Letting God Love You

By Contemplative Interbeing

Love with your whole heart, soul, mind, and body.
Coalesce is a contemplative experience. Through scripture, music, prayer, and lament we join in giving voice to living in relational wholeness, to Interbeing, to LOVE. The path of conscious Love.
When you coalesce, you are living in conscious connection. When you coalesce with this Loving Inner Presence, you are in your True Self. God is forever united to this love within you and as you; it is your soul, your essence, your True Self, hidden with Christ in God. God “cannot disown God’s own self.” God always sees God in you.
Love is what and who you are, in your deepest essence. Love exists inside of you, and is also greater than you; within you and beyond you. This creates an abundance, a sense of more-than-enoughness, and a deep peace. You know you’ve found a wellspring inside of you welling up into limitless life leading toward union of the soul with God.
Love goes far beyond infatuation and invites our full participation and surrender. Love is an infinite, inclusive flow of giving and receiving. God is an event of communion. God is relationality itself. Love is a dynamic, a process.
Jesus’ teaching and way of life is “the path of conscious love.” This phrase emphasizes the life-affirming and implicitly relational nature of the path. The word “conscious” makes clear that the touchstone here is transformation, not simply romance. Conscious love is “love in the service of inner transformation”—or if you prefer, “inner transformation in the service of love.” Either way, this is exactly what Jesus modeled and taught.
“Conscious love” is a definition for our life’s purpose and the goal of all spirituality. When we’re conscious, we will always do the loving thing, the connecting thing, the intimate thing, the communion thing, the aware thing. We will be our True Selves. The first requirement of conscious love is that it has to be anchored in a quality of our presence deeper than simply egoic selfhood. It is unitive, or nondual, awareness.
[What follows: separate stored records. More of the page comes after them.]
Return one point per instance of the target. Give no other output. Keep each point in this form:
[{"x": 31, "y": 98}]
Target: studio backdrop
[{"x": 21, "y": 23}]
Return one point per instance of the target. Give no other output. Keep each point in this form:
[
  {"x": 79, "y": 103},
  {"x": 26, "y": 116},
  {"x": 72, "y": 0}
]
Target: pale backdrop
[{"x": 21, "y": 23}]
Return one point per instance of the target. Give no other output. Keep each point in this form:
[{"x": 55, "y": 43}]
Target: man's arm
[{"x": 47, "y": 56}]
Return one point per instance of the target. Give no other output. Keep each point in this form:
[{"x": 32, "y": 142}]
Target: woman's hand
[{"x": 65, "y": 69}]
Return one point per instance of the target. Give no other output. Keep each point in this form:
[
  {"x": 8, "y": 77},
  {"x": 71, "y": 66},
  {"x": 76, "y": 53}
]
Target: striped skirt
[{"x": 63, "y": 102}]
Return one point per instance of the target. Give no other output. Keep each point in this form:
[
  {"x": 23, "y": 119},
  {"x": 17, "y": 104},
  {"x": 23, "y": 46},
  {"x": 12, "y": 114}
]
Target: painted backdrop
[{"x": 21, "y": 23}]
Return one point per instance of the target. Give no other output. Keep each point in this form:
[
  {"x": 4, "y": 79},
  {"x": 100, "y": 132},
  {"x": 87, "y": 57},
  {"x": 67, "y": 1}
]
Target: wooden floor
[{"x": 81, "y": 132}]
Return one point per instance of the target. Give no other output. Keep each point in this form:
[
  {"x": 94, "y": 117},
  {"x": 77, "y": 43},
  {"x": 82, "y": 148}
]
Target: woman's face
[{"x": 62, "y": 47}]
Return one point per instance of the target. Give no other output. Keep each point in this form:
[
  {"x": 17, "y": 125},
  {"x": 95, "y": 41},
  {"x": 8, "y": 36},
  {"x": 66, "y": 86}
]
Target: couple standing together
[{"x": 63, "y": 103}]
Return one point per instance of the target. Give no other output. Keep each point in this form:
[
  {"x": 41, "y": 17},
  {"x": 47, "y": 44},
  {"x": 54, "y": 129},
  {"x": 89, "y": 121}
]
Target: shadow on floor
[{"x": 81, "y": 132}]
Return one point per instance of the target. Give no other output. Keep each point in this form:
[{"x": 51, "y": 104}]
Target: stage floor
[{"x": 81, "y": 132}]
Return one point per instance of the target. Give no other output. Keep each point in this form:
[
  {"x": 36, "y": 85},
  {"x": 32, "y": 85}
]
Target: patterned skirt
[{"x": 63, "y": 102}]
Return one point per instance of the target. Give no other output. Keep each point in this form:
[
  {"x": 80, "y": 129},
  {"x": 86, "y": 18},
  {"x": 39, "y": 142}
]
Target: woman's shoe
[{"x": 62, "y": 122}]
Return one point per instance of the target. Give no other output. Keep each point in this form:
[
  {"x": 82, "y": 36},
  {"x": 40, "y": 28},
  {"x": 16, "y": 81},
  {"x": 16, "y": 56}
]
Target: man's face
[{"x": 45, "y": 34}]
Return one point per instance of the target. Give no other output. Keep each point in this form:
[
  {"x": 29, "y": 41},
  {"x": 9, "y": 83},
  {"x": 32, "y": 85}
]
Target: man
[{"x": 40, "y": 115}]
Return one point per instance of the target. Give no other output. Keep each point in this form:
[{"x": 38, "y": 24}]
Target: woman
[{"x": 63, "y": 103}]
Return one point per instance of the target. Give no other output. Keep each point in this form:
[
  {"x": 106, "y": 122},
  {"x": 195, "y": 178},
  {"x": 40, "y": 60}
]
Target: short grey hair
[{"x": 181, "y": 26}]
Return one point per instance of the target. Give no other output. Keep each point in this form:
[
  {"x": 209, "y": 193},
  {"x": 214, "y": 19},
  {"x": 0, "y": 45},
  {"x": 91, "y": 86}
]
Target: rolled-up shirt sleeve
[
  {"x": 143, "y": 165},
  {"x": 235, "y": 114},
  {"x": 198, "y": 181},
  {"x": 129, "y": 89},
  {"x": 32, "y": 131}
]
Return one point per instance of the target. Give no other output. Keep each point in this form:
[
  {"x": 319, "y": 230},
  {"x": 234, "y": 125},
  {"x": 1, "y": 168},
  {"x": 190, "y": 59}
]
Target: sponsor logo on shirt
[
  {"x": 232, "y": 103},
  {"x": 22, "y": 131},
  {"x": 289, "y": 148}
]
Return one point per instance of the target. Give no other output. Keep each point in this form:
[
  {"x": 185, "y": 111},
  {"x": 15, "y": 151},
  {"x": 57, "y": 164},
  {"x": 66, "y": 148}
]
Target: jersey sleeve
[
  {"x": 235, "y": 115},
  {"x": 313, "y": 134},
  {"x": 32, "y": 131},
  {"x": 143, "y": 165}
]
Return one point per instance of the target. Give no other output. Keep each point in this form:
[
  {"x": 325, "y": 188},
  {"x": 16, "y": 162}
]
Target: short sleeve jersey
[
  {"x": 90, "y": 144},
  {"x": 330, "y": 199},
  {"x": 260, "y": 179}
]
A conscious relationship is one that calls forth who you really are. Instead of looking to a relationship for shelter we welcome its power to wake us up in areas of life where we are asleep and where we avoid naked, direct contact with life. This approach puts us on a path. It commits us to movement and change, providing forward direction by showing us where we most need to grow. Embracing relationship as a path also gives us practice: learning to use each difficulty along the way as an opportunity to go further, to connect more deeply, not just with a partner, but with our own aliveness as well.